A search for O'Neil works, but Joe's doesn't.

Has anyone using Oracle Text dealt with this issue?

回答1:

Escape all special characters with backslashes. Curly braces won't work with substring searches as they define complete tokens. Eg %{ello}% won't match the token 'Hello'

Escaped space characters will be included in the search token, so the search string '%stay\ near\ me%' will be treated as a literal string "stay near me" and will not invoke the 'near' operator.

If you are indexing short strings (like names, etc ) and you want Oracle Text to behave exactly as the like operator, you must write your own lexer that won't create tokens for individual words. (Unfortunately CATSEARCH does not support substring search...)

It is probably a good idea to change the searches to use oracle text's semantics, with token matching, but for some applications, the wildcard expansion of multiple (short) tokens and numeric tokens will create too many hits for search strings that the users reasonably would expect to work.

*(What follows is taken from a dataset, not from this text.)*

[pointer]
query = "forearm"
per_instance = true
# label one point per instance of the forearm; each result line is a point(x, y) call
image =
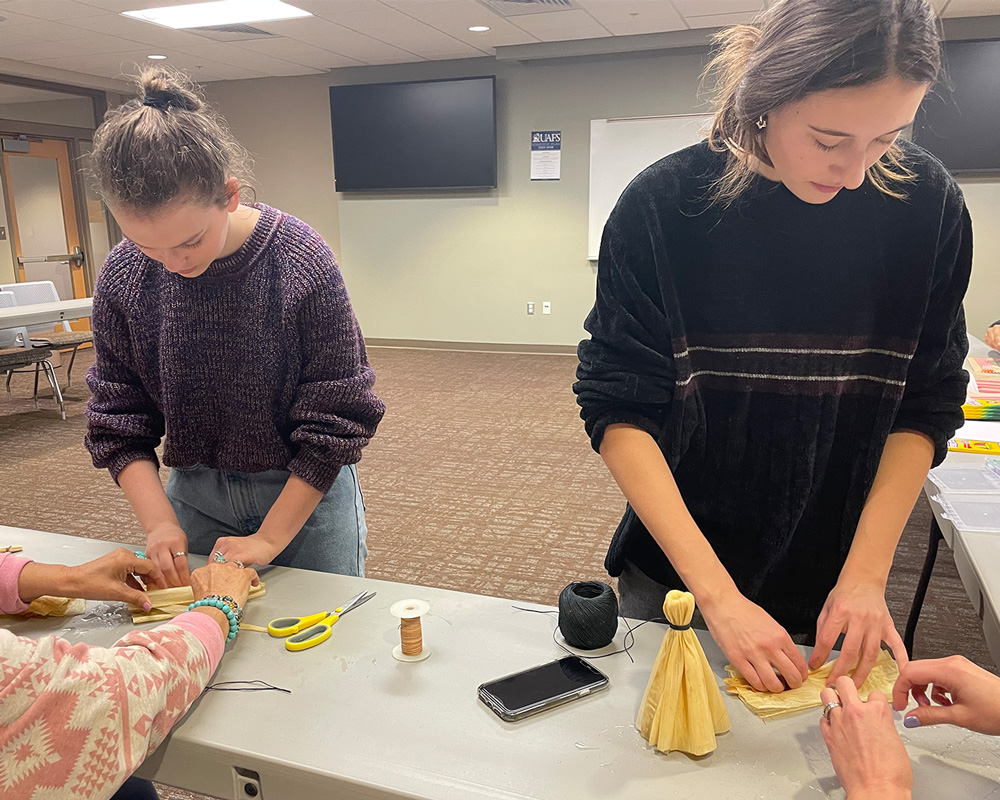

Eg, a search for "%I\ AM\ NUMBER\ 9%" will most likely fail if there are a lot of numeric tokens in the indexed data, since all tokens ending with 'I' and starting with '9' must be searched and merged before the result can be returned.

'I' and 'AM' is probably also in the default stoplist and will be totally ignored, so for this hypothetical application, a null stoplist may be used if these tokens are important.



回答2:

Using PARAMETERS('STOPLIST ctxsys.empty_stoplist') when indexing would include all alphabetical tokens in the index. Accented characters are indexed as well. Non-alphabetical characters are generally treated as whitespace by BASIC_LEXER.

Also, CONTEXT grammar uses a lot of operators that include symbols and reserved words such as WITHIN, NEAR, ABOUT. These all have to be escaped somehow in the input. If you need to search for substrings, the correct approach to escaping is to escape all characters with \. This is an answer to a related question here: Oracle text escaping with curly braces and wildcards. If your requirements is to search for whole terms (names, etc.) you can use simpler {input} escaping.



回答3:

Forget about sanitizing. Why? Refer to http://en.wikipedia.org/wiki/SQL_injection .

It depends on the kind of database interface API you are using. Perl DBI, ODBC, JDBC support parameterized queries or prepared statements. If you're using a native DBI and it doesn't support it, then God bless you.